Time Period | 3 Months [change] |
Direction | Moves Against |
Strength | Insignificant |
Accuracy | 76.77% |
Values | Daily Returns |
Ford Motor vs. FIRST MUTUAL PROPERTIES
Performance |
Timeline |
Ford Motor |
FIRST MUTUAL PROPERTIES |
Ford and FIRST MUTUAL Volatility Contrast
Predicted Return Density |
Returns |
Pair Trading with Ford and FIRST MUTUAL
The main advantage of trading using opposite Ford and FIRST MUTUAL positions is that it hedges away some unsystematic risk. Because of two separate transactions, even if Ford position performs unexpectedly, FIRST MUTUAL can make up some of the losses. Pair trading also minimizes risk from directional movements in the market. For example, if an entire industry or sector drops because of unexpected headlines, the short position in FIRST MUTUAL will offset losses from the drop in FIRST MUTUAL's long position.The idea behind Ford Motor and FIRST MUTUAL PROPERTIES pairs trading is to make the combined position market-neutral, meaning the overall market's direction will not affect its win or loss (or potential downside or upside).

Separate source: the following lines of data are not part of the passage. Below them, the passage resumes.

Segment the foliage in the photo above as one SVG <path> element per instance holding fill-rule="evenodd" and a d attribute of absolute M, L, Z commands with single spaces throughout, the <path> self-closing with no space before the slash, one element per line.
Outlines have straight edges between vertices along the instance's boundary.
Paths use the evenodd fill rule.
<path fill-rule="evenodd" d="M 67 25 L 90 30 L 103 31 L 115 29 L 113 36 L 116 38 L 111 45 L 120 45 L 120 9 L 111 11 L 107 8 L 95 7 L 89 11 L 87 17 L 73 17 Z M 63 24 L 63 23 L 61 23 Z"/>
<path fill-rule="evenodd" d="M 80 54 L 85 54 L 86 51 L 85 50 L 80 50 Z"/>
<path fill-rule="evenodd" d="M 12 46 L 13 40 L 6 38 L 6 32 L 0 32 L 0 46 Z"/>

This can be achieved by designing a pairs trade with two highly correlated stocks or equities that operate in a similar space or sector, making it possible to obtain profits through simple and relatively low-risk investment.Check out your portfolio center.Note that this page's information should be used as a complementary analysis to find the right mix of equity instruments to add to your existing portfolios or create a brand new portfolio. You can also try the Options Analysis module to analyze and evaluate options and option chains as a potential hedge for your portfolios.